Background :
Converting individual gas/liquid chromatography mass spectrometry data files into a data matrix of peaks/samples/intensity is an essential step in a standardized metabolomics workflow. For GCMS data files, Automated mass spectral deconvolution and identification system (AMDIS) offers a free solution for extracting peak list for raw data files. Data files can be in native vendor format or in netCDF format. AMDIS can process files in batch mode, so up to 500 data files can be batch processed easily on a normal desktop. For more info, YT search ‘AMDIS batch’. One of the AMDIS outputs is an .ELU file, which is a peaklist containing a range of information such as retention time, S/N ratio, quant ion, deconvoluted spectra about chromatographic peaks. The next step in the data processing is to use SpectConnect , a freely available software from MIT to merge individual ELU files into a data matrix that can be used for doing statistical analysis. The merging of peaks in files is decided by retention time and deconvoluted mass spectra of peaks, if the same peak is observed across all the samples.
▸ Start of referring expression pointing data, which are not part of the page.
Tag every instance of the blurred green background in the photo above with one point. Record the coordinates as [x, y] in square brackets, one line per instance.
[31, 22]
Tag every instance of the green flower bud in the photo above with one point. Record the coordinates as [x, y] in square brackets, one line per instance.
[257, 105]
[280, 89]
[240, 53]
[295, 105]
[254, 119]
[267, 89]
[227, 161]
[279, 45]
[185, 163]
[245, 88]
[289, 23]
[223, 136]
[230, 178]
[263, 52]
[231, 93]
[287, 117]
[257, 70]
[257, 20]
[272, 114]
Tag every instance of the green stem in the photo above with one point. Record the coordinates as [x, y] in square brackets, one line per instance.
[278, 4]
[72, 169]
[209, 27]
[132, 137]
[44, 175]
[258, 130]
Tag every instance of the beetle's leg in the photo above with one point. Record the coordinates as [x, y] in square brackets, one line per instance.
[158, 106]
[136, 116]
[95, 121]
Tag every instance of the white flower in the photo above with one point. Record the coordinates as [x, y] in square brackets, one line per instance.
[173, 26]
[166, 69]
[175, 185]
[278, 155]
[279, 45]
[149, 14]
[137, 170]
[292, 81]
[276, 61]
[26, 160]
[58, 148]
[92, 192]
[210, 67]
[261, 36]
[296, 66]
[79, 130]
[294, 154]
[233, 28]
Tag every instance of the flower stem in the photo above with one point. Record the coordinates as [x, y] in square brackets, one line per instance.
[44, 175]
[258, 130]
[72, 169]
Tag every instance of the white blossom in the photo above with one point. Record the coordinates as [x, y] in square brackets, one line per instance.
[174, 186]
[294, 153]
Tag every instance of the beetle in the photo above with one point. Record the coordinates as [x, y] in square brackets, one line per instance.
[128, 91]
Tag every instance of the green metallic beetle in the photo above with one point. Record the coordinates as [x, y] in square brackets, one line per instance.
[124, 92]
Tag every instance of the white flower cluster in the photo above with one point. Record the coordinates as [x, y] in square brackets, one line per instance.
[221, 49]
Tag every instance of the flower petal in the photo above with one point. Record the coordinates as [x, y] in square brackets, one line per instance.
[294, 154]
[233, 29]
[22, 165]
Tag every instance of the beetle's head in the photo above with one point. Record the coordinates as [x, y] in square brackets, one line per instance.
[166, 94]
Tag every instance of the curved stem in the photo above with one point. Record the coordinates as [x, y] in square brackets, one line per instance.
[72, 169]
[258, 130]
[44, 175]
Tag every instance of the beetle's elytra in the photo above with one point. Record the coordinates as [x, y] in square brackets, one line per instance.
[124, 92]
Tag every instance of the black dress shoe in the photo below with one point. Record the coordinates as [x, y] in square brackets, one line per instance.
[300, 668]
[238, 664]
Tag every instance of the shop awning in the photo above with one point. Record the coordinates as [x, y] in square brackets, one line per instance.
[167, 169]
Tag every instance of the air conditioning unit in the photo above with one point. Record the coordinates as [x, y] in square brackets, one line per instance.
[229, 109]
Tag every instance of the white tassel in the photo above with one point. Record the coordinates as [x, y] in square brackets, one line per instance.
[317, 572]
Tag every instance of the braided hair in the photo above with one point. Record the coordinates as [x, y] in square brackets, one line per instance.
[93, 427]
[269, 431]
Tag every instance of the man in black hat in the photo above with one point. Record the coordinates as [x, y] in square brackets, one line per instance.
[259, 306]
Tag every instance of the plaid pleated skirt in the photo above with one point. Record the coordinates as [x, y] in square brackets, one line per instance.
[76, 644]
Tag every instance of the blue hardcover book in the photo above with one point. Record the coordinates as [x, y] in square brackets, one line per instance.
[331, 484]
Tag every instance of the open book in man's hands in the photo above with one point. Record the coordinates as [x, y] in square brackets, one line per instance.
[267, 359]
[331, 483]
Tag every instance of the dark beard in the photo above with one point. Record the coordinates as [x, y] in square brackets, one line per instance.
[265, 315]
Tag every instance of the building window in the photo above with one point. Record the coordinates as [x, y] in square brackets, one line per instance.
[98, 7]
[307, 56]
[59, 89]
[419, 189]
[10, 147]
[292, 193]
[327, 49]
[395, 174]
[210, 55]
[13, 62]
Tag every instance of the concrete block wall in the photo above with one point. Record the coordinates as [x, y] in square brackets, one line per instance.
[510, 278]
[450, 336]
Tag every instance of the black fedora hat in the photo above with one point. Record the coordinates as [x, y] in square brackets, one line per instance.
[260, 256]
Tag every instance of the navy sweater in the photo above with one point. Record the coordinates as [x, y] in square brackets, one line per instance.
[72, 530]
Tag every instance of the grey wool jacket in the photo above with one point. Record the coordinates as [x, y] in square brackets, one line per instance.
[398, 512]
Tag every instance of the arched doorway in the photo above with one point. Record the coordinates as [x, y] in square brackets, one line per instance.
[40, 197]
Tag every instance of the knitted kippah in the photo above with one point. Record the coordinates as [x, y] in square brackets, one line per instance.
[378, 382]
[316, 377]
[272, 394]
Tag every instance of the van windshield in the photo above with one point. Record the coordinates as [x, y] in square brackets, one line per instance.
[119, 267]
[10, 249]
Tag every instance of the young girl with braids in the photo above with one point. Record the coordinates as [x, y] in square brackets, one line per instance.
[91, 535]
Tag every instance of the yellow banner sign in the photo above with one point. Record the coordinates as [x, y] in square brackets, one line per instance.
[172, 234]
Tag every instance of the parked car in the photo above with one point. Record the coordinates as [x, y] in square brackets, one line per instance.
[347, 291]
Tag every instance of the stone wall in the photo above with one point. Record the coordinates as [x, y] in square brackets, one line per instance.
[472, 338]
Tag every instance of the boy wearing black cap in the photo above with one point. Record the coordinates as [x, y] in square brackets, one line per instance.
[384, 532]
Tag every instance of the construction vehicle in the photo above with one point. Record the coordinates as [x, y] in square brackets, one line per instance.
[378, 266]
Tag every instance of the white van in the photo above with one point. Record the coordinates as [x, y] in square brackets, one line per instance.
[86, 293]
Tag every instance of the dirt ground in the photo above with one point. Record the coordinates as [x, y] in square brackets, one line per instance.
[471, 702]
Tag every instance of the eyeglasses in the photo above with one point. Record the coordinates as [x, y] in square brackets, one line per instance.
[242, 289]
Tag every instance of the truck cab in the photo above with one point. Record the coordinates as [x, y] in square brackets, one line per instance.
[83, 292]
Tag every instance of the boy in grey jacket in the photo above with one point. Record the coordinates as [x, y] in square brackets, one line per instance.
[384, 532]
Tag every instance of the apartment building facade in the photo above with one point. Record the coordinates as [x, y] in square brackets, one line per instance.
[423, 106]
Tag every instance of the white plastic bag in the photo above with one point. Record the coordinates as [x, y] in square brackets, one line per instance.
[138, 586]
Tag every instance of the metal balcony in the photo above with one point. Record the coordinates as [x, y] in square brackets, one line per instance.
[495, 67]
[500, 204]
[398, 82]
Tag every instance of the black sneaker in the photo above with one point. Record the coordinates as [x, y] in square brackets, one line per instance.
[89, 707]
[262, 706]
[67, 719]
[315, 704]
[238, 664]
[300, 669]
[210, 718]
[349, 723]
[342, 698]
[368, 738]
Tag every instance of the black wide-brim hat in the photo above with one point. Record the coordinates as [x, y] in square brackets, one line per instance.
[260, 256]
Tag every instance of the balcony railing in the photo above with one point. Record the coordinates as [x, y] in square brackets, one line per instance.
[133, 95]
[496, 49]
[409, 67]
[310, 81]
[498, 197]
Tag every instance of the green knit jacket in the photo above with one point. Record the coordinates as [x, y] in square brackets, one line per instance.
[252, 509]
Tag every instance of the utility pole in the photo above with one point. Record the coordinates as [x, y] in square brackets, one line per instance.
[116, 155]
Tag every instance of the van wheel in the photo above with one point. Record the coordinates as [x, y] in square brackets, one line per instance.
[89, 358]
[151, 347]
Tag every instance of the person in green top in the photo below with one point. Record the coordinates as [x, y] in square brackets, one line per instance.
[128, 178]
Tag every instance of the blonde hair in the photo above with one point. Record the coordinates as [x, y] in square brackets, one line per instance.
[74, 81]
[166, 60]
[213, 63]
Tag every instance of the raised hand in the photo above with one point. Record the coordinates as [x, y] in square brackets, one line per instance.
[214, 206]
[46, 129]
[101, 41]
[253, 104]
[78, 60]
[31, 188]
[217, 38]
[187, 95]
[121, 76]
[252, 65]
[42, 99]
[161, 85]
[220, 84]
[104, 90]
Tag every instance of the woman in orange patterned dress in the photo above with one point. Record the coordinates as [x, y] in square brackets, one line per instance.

SpectConnect web-server ( http://spectconnect.mit.edu/) allows uploading up to 100 data files, with one by one upload. However, if you have more than 100 data files, you need to install the SpectConnect locally to process those files and generate a matrix.
Objective :
To install SpectConnect locally and process more than 500 GCMS data files.
Materials:
Software :
- SpectConnect code : Download from here .
- Gemoda Algorithm. Download form here.
- Latest Ubuntu and VBox (if you are using a PC).
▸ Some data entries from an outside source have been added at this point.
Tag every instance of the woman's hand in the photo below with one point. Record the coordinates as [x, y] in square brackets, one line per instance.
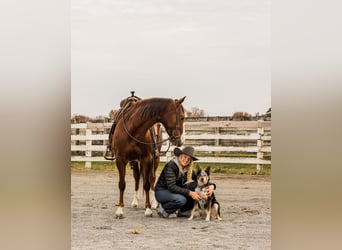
[195, 196]
[209, 190]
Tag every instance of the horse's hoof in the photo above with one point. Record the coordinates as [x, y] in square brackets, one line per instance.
[119, 213]
[148, 212]
[119, 216]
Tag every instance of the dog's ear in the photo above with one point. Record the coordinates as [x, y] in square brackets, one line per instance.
[207, 170]
[198, 170]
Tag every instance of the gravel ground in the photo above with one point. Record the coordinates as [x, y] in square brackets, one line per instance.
[245, 211]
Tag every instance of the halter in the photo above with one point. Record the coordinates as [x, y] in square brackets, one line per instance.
[175, 132]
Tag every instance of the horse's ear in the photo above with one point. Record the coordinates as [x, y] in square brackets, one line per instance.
[180, 101]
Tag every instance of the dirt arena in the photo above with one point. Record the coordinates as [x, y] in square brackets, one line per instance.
[245, 211]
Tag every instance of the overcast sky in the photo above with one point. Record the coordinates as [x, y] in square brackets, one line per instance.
[214, 52]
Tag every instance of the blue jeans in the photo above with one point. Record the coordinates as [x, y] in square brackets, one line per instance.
[171, 202]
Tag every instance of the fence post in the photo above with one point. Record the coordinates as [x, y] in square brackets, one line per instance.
[168, 156]
[88, 146]
[217, 132]
[260, 154]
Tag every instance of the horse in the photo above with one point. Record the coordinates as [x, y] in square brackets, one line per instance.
[133, 142]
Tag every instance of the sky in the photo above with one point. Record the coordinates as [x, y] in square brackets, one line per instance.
[217, 53]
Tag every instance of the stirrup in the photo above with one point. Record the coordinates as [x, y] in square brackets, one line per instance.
[109, 154]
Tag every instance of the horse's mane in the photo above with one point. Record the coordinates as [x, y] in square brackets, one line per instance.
[147, 108]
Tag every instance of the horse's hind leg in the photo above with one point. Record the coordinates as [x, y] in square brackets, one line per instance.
[153, 201]
[136, 174]
[147, 186]
[122, 185]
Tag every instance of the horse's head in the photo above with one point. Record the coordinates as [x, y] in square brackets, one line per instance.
[175, 122]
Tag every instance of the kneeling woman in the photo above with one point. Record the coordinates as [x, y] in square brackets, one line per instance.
[175, 187]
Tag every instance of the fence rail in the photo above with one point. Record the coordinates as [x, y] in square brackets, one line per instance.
[247, 142]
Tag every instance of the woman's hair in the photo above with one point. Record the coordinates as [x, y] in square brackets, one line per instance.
[189, 172]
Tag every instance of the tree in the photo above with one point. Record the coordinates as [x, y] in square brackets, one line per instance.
[195, 112]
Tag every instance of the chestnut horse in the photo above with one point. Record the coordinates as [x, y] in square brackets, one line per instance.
[133, 142]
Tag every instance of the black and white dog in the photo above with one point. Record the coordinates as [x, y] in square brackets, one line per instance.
[207, 204]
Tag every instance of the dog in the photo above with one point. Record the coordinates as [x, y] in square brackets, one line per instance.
[206, 204]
- Ubuntu scipy and numpy packages .
Raw Data :
If you don’t have test data, send an email to (barupal@gmail.com), I can share some Agilent GCMS data files with you.
Steps :
- Process the individual GCMS files with AMDIS in batch mode. Use some optimized settings for deconvolution.
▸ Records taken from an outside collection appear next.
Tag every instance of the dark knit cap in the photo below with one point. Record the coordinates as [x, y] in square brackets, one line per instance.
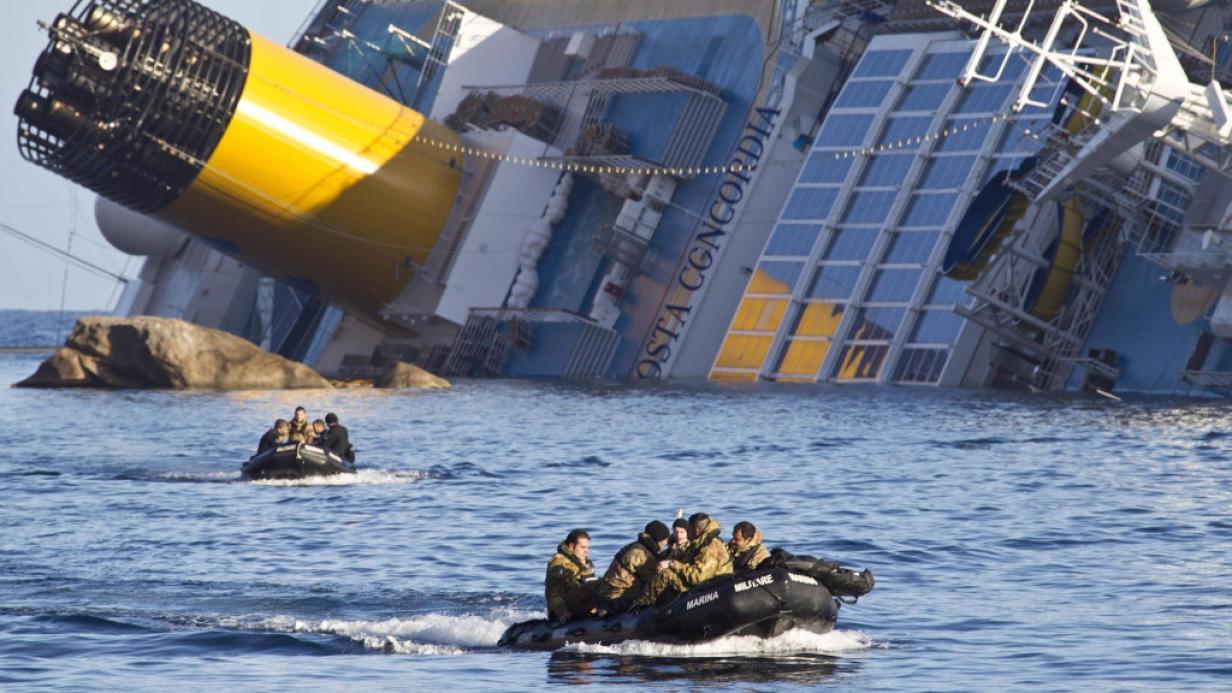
[657, 530]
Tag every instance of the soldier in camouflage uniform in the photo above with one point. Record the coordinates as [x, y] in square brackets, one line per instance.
[569, 586]
[745, 548]
[301, 428]
[633, 567]
[706, 557]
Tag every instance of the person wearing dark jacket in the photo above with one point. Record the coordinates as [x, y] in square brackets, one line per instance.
[335, 438]
[275, 437]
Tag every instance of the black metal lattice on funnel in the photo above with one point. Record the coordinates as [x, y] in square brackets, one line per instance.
[131, 96]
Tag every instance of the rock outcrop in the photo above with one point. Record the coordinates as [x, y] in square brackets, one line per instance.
[401, 374]
[165, 353]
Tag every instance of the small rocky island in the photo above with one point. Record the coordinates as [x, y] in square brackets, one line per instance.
[165, 353]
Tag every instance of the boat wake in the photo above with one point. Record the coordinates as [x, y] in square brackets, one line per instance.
[792, 643]
[361, 477]
[428, 634]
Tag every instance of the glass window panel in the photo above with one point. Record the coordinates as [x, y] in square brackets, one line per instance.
[810, 204]
[869, 207]
[876, 323]
[851, 244]
[912, 247]
[924, 96]
[983, 99]
[893, 285]
[960, 139]
[1014, 67]
[948, 292]
[922, 365]
[824, 167]
[802, 358]
[842, 130]
[859, 361]
[946, 173]
[863, 94]
[743, 352]
[881, 63]
[775, 278]
[818, 319]
[943, 65]
[936, 327]
[834, 281]
[759, 315]
[887, 170]
[792, 239]
[929, 210]
[904, 128]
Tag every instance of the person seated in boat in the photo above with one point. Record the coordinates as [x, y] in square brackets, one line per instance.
[705, 557]
[275, 437]
[680, 538]
[335, 439]
[301, 429]
[633, 566]
[318, 429]
[569, 585]
[745, 548]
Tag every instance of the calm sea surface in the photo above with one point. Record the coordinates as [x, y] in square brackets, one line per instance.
[1018, 541]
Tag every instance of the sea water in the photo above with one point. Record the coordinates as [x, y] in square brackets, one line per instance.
[1019, 541]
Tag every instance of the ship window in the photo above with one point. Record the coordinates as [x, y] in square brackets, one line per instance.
[887, 170]
[960, 139]
[844, 130]
[938, 326]
[824, 167]
[810, 204]
[860, 361]
[775, 278]
[876, 324]
[851, 243]
[922, 365]
[924, 96]
[983, 99]
[948, 292]
[792, 239]
[893, 285]
[912, 247]
[929, 210]
[902, 130]
[881, 63]
[946, 173]
[869, 207]
[943, 65]
[863, 94]
[834, 281]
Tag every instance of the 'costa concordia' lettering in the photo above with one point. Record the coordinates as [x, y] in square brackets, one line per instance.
[179, 112]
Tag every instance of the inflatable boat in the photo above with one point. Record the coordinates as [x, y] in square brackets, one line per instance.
[764, 603]
[295, 460]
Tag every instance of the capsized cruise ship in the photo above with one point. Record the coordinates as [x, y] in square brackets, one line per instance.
[1009, 194]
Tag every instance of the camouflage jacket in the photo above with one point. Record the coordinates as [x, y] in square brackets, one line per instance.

- Transfer all the ELU files to a directory name ‘main’.
- Inside the ‘main’ folder, make folders for each experimental class or group and transfer the related ELU files to those folders.
- Extract gemoda and spectconnect inside the ‘main folder’.
- Setup the Virtual Ubuntu inside VBox.
- From the VBox folder sharing option, share the ‘main’ folder containing these sub-directories for groups with VBBOXSF command. Here are the instructions .
- Now in the ubuntu terminal go to the folder where gemoda code is unzipped. Now type these commands. ./configure; make; make install . Do the same inside the folder of spectconnect
- Now, type python spectConnect.py –help to see if spectconnect is installed properly. It should not through an error, if installed correctly.
- Now, run the command (get from the help) to process the GCMS data files. Parameters are – basePath = path to the ‘main’ folder. elutionThreshold= medium, similarityThreshold=medium, -alsoMatrix.
- Output would be ‘results’ folder in the ‘main’ folder with matrix and MSL library. Use the MSL library in the NIST MS search program to perform identification. And use the matrix to perform statistical analysis.
It takes about 3 hours to process 600 GCMS data files and generate the table, which is quite impressive. Though, the spectconnect code is single threaded and performs well, there is a need to make it parallel to process large number of big data files which are coming from TOF instruments with high scan speed (20scans/secs). Single quad instruments would have around 2 scan per seconds, so size is small, hence data processing is faster so far. I have not tested this for TOF data yet. But, if anyone is interested, they can download the test data from here. (2.1 gb).
References :-
- Styczynski, Mark P., et al. “Systematic identification of conserved metabolites in GC/MS data for metabolomics and biomarker discovery.”Analytical Chemistry 79.3 (2007): 966-973.
- Barupal, Dinesh K., et al. “Hydrocarbon phenotyping of algal species using pyrolysis-gas chromatography mass spectrometry.” BMC biotechnology 10.1 (2010): 40.